'A Star is Born'
The first 60 minutes of A Star is Born are the best a 2018 release has to offer. It’s a perfect hour that won’t be topped. Not all good things last forever, and first-time writer-director Bradley Cooper loses some of the magic as his characters grapple with their respective rises and falls. But believe the hype; even if it’s just for half the movie, there’s genuine transcendence here.
Jackson Maine (Cooper) is your typical drunken rock star. After an impromptu bar pop-in, he meets Ally (Lady Gaga) and takes a borderline-creepy-but-earnest-enough interest in her. She gets famous after he brings her onstage to belt out one of her songs, but her rising stardom and his plateaued (at best) notoriety do not mesh well. Can Jackson face down his demons, or are the pressures of celebrity too much for two star-crossed lovers to overcome?
A Star is Born dips its toe into some interesting questions about fame and the older male/younger female dynamic. Cooper—as a writer, director, and actor—does an excellent job of having Jackson walk the fine line between “well-known musician using his position to prey on aspiring singer” and “sad old drunk who falls in love.” He’d obviously like to sleep with her, and her him, but it feels like a fortuitous last grasp for salvation as much as an attempt to seduce a lovely young lady. It’s also very wise to never introduce infidelity into the proceedings; we know that Jackson and Ally love each other, and only each other, but obviously that’s not always enough.
It’s a shame that, once Ally gets famous, Cooper and fellow writers Eric Roth and Will Fetters lean into “modernizing” the story. She’s got a gig on SNL! Jackson doesn’t approve of this newfangled pop music! Up until then, it had been a timeless tale of sorts; for whatever reason, Cooper decides to firmly place it in the late 2010s, which narrows and negates her struggles to the point of them feeling irrelevant. If Cooper and/or the writers think rock music is preferable and has more to say than pop music, well, me too. But that’s a bit of an antiquated, “old man yells at cloud” mindset and I wouldn’t shoehorn it into my movie so artlessly.
Fortunately, everything settles down for the finale. And Gaga uses the power of her amazing voice to send us home with a bang, taking a final scene that could’ve been trite and making it spectacular. Everyone is talking about Gaga’s performance, and rightly so; she’s believable, brilliant, and often chill-inducing. But Cooper himself does a solid job, mumbling notwithstanding; the moment where he reveals his admiration for older brother Bobby (Sam Elliott) is the biggest non-Gaga tearjerker and the clip you’ll see on Oscar night.

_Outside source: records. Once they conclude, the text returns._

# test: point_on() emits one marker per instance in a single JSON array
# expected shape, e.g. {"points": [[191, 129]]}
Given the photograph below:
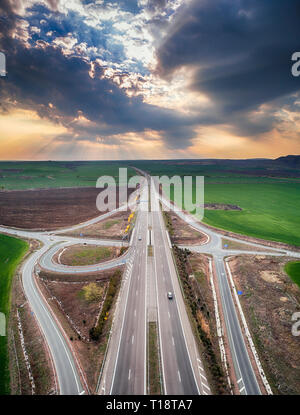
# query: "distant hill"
{"points": [[292, 160]]}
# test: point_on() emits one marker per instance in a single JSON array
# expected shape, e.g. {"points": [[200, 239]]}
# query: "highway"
{"points": [[142, 289], [245, 375], [183, 372], [70, 381]]}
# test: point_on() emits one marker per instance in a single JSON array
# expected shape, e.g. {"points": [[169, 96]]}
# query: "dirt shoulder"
{"points": [[25, 335], [110, 228], [269, 300], [180, 232], [193, 269], [77, 255], [77, 304], [273, 244]]}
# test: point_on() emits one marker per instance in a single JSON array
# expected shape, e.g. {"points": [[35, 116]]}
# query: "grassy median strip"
{"points": [[112, 290], [12, 251], [153, 360]]}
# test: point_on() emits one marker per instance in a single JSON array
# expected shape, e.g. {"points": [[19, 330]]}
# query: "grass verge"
{"points": [[153, 360], [12, 251]]}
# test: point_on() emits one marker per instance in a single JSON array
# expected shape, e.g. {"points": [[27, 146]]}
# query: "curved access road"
{"points": [[245, 374], [69, 376]]}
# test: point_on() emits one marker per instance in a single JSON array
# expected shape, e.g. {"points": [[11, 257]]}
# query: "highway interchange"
{"points": [[142, 298]]}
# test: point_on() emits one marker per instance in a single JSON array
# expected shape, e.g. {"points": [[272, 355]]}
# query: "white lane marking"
{"points": [[179, 377], [50, 317], [203, 384], [119, 345]]}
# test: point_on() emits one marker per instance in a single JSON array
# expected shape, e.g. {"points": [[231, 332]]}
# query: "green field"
{"points": [[293, 270], [267, 192], [53, 174], [12, 251]]}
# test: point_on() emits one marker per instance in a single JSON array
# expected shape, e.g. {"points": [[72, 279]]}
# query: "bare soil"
{"points": [[68, 297], [110, 228], [269, 300], [36, 347], [181, 233], [194, 273], [77, 317], [49, 209], [87, 255], [241, 246], [91, 276]]}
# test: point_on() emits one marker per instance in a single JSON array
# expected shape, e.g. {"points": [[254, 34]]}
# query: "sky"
{"points": [[149, 79]]}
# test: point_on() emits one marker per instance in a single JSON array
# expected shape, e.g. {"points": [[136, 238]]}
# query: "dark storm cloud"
{"points": [[241, 52], [39, 76]]}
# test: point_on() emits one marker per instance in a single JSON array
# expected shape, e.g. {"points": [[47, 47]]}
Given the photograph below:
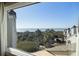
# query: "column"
{"points": [[12, 37]]}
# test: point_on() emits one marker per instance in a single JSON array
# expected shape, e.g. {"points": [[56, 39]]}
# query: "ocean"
{"points": [[34, 29]]}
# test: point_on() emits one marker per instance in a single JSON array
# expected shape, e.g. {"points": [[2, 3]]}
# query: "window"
{"points": [[40, 28]]}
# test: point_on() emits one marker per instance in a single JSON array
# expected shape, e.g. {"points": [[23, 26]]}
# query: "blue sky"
{"points": [[48, 15]]}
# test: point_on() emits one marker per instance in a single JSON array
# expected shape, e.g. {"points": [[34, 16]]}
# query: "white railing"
{"points": [[18, 52]]}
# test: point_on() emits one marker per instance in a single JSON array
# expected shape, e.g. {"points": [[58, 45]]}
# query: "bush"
{"points": [[28, 46]]}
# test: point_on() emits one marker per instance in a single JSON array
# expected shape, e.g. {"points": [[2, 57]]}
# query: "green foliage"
{"points": [[30, 41], [28, 46]]}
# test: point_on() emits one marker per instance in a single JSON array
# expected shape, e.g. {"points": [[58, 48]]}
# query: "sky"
{"points": [[48, 15]]}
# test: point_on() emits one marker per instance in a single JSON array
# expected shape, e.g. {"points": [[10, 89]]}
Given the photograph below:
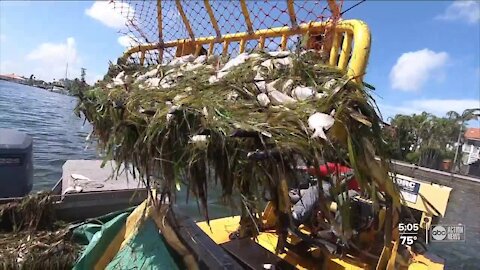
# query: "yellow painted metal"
{"points": [[357, 29], [334, 8], [213, 20], [159, 20], [345, 51], [261, 42], [284, 42], [333, 59], [436, 195], [225, 47], [248, 22], [243, 43], [211, 46], [184, 19], [291, 13]]}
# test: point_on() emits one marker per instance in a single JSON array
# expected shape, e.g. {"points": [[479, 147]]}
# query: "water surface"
{"points": [[59, 135]]}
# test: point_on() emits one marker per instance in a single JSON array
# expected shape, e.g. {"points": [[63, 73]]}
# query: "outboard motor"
{"points": [[16, 163]]}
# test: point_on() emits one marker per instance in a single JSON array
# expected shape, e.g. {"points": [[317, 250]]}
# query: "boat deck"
{"points": [[96, 178]]}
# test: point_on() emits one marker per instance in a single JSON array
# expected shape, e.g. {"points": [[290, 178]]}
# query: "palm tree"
{"points": [[467, 115]]}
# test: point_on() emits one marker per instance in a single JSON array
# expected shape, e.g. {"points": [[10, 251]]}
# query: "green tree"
{"points": [[467, 115]]}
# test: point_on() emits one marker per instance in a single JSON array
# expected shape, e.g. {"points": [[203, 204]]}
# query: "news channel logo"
{"points": [[447, 233]]}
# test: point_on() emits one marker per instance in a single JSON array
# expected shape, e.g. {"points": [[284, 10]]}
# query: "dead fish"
{"points": [[200, 60], [263, 99], [303, 93], [182, 60], [118, 80], [279, 53], [319, 123], [73, 189], [271, 86], [75, 176], [200, 141], [152, 82], [287, 86], [279, 98], [330, 84], [149, 74]]}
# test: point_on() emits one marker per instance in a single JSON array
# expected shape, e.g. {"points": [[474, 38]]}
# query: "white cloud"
{"points": [[442, 106], [127, 41], [468, 11], [49, 60], [114, 15], [437, 107], [414, 69], [91, 79]]}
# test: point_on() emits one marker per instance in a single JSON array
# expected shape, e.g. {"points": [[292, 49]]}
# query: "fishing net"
{"points": [[193, 20], [32, 238], [192, 104]]}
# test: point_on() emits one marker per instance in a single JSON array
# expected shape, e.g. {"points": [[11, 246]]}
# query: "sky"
{"points": [[425, 55]]}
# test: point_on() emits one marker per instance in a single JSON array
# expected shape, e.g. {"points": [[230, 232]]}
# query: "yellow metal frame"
{"points": [[350, 46]]}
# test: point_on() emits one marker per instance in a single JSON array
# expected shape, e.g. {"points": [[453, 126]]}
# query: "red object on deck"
{"points": [[332, 168]]}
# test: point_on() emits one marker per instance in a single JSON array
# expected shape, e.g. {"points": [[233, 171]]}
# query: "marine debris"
{"points": [[32, 238], [247, 123]]}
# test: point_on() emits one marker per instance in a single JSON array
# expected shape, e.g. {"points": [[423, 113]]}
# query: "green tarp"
{"points": [[145, 250]]}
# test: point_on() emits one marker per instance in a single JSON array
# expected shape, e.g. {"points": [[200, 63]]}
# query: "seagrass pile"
{"points": [[246, 122]]}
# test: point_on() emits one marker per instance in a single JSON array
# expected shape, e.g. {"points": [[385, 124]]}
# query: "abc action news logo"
{"points": [[447, 233]]}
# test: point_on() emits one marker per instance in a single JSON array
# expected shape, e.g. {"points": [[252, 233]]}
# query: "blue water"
{"points": [[58, 134]]}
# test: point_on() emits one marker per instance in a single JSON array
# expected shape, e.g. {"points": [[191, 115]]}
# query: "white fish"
{"points": [[268, 64], [258, 76], [271, 86], [179, 97], [174, 108], [149, 74], [182, 60], [200, 60], [262, 86], [213, 79], [279, 53], [283, 61], [302, 93], [232, 96], [279, 98], [318, 96], [152, 82], [190, 67], [330, 84], [119, 79], [79, 177], [287, 86], [169, 117], [89, 136], [240, 59], [200, 141], [263, 99], [319, 123], [73, 189]]}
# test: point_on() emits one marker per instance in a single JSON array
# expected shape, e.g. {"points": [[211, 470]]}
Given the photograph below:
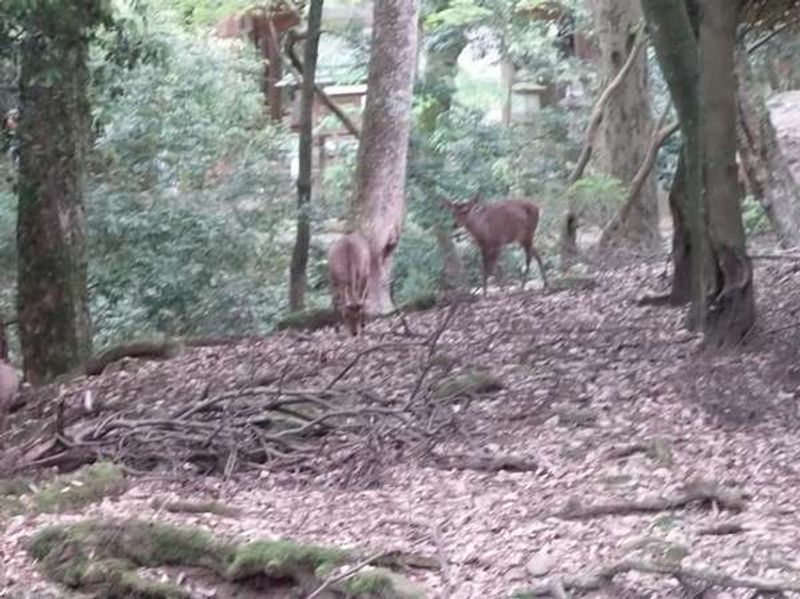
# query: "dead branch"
{"points": [[603, 576], [724, 528], [597, 112], [570, 225], [331, 580], [485, 463], [296, 69], [702, 492], [149, 350], [660, 134]]}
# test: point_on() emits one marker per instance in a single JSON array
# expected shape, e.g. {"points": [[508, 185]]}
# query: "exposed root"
{"points": [[710, 577], [702, 492]]}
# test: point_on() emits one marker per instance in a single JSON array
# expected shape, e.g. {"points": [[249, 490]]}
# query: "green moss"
{"points": [[469, 383], [380, 583], [84, 487], [14, 487], [284, 559], [372, 582], [420, 303], [102, 558], [308, 320]]}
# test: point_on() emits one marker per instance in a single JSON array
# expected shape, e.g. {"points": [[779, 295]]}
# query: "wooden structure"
{"points": [[265, 26]]}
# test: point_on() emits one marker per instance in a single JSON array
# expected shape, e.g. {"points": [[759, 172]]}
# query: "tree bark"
{"points": [[731, 308], [54, 321], [681, 291], [379, 205], [674, 37], [299, 264], [569, 229], [766, 167], [624, 135]]}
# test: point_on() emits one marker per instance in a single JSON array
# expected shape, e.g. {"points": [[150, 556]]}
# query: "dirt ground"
{"points": [[613, 401], [585, 373]]}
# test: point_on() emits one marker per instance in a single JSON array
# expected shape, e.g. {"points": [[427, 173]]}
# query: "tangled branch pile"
{"points": [[337, 427]]}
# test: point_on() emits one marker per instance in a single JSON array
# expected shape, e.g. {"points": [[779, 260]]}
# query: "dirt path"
{"points": [[584, 373]]}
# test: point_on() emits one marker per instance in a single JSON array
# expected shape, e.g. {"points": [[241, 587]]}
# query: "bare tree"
{"points": [[624, 135], [379, 204], [297, 271]]}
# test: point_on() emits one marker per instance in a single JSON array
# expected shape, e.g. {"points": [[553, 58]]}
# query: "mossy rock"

The cast beyond the leads is a fun who’s who of beloved character actors. Dave Chappelle has nothing to do, unfortunately, but the aforementioned Elliott is going to cruise to a Best Supporting Actor nomination. And this is two movies now—the other being Blue Jasmine—where Andrew Dice Clay steals his every scene. I would watch a whole film about him and Lady Gaga puttering around the house, rambling about Paul Anka and Frank Sinatra with Steve the Drunk from Deadwood.
But again, it all comes back to Gaga. When Ally comes out and sings “Shallow” for the first time, letting that voice fly and becoming her true self for the first time, you will not be able to hold back tears. It’s beautiful and perfectly earned; there is zero shame in Cooper and company going the rest of the film without re-reaching those heights. Most never even touch them once.